What is TB?
TB is an illness caused by the germ Mycobacterium tuberculosis that usually infects the lungs. In most cases, TB germs do not make a person sick because the body’s immune system is able to control the infection. TB germs remain in the person’s body but are inactive and not spreading. People with inactive TB are not sick and cannot spread TB to others.
If a person’s immune system cannot stop the TB germs from growing, they will develop active TB. Active TB is infectious and can spread to other people if the germs are found in the lungs or airways. TB is spread through the air when a person with active TB coughs, sneezes, or talks and someone else breathes the germ into their lungs. To catch TB, a person must spend a lot of time with someone who is sick with active TB.
How can I get tested for TB?
A test can be done to see if you have the TB germ in your body. This test is called a TB skin test. When you have a TB skin test, a small amount of liquid called tuberculin is injected under the skin on your forearm. Two to three days later, you must return to have your arm checked. If there is a reaction (induration), it will be measured to see if it is considered positive for TB.
A positive TB skin test may mean that you have been infected with the TB germ at some time in your life. Both inactive and active TB can cause a positive TB skin test reaction. A few other infections can also cause a positive skin test. A doctor will do further tests to make sure you do not have active TB. These tests may include a chest x-ray and/or sputum testing.
How is TB treated?
Active TB: Treatment for active TB can take up to two years (average is 6 months). Up to four different kinds of medications must be taken daily.; You may need to be isolated and stay away from other people for a while so you do not spread TB to others. Medication must be taken in order to get better and to stop the spread of TB to others.

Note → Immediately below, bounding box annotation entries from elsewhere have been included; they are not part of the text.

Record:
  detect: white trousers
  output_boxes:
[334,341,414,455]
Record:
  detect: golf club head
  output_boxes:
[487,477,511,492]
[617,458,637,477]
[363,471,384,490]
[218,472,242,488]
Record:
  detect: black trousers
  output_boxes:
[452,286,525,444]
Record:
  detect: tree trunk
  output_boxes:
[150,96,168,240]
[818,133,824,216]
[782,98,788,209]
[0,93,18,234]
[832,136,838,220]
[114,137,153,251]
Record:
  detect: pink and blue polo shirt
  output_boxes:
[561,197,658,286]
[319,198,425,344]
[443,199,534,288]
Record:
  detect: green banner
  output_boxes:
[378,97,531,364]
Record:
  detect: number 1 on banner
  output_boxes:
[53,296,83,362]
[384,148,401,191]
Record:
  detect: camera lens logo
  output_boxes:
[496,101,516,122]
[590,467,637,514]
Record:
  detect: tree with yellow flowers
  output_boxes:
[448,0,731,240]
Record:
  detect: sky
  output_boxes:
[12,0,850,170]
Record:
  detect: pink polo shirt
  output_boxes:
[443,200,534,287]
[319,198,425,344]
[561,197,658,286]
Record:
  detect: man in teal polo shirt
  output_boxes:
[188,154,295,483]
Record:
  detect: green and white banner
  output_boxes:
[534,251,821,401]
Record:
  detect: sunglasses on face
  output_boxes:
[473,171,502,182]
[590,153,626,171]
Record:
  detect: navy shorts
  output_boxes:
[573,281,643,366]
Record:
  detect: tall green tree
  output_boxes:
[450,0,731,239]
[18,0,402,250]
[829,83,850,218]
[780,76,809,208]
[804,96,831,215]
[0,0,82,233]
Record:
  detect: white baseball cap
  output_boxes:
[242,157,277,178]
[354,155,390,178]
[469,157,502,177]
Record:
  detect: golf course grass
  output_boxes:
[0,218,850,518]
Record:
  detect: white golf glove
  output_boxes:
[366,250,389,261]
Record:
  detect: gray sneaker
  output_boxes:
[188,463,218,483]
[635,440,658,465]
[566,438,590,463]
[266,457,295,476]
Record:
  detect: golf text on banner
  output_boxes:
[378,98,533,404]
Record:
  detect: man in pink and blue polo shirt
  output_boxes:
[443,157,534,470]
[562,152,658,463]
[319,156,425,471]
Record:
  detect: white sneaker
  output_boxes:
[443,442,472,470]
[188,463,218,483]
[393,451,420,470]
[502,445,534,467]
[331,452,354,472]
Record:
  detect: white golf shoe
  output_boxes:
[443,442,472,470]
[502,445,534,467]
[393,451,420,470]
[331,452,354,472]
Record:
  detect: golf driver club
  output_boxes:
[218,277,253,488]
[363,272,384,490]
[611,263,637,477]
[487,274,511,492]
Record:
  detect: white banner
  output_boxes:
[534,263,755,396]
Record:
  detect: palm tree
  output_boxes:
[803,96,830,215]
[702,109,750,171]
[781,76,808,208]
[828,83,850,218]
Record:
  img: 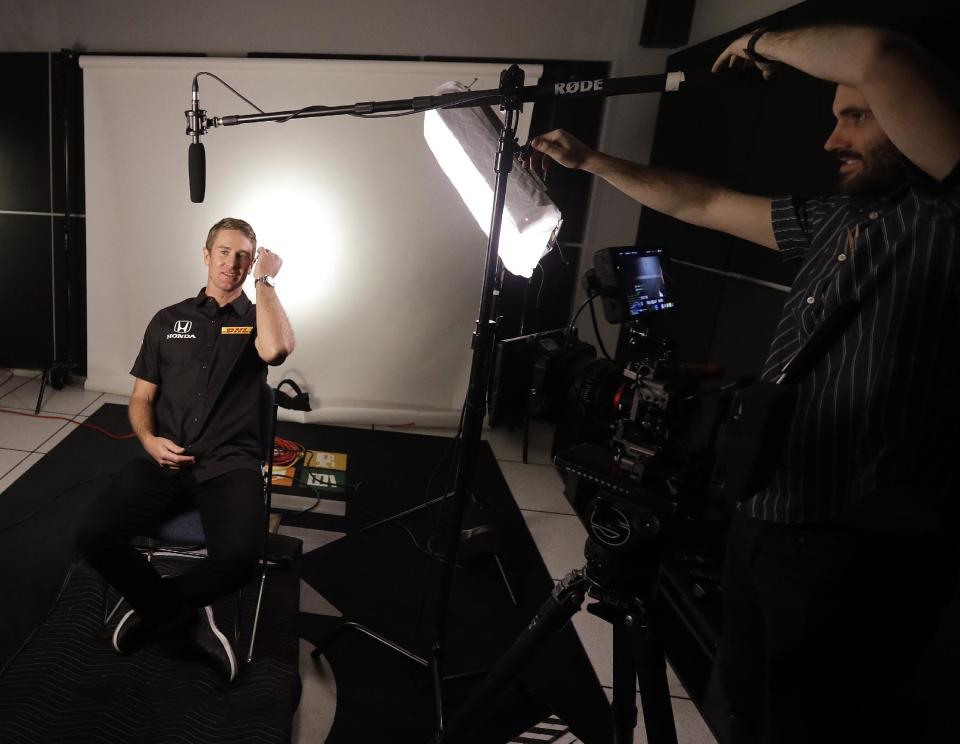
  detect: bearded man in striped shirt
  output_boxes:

Inactive TB: Your doctor may suggest that you take one or more medications every day for 4 to 9 months to help prevent you from developing active TB in the future. Medication for inactive TB is very imporant for people who:
- Have any medical condition that affects their immune system or are taking medication that can weaken the immune system (e.g., corticosteroids), or are underweight
- Have been recently exposed to someone with active TB
- Are immigrants, refugees, or travelers from areas with high TB rates
- Work at, or are residents of, health care facilities, homeless shelters, or correctional facilities
TB is preventable, treatable and curable.
All TB medication is free. Your doctor can order these medications from Public Health.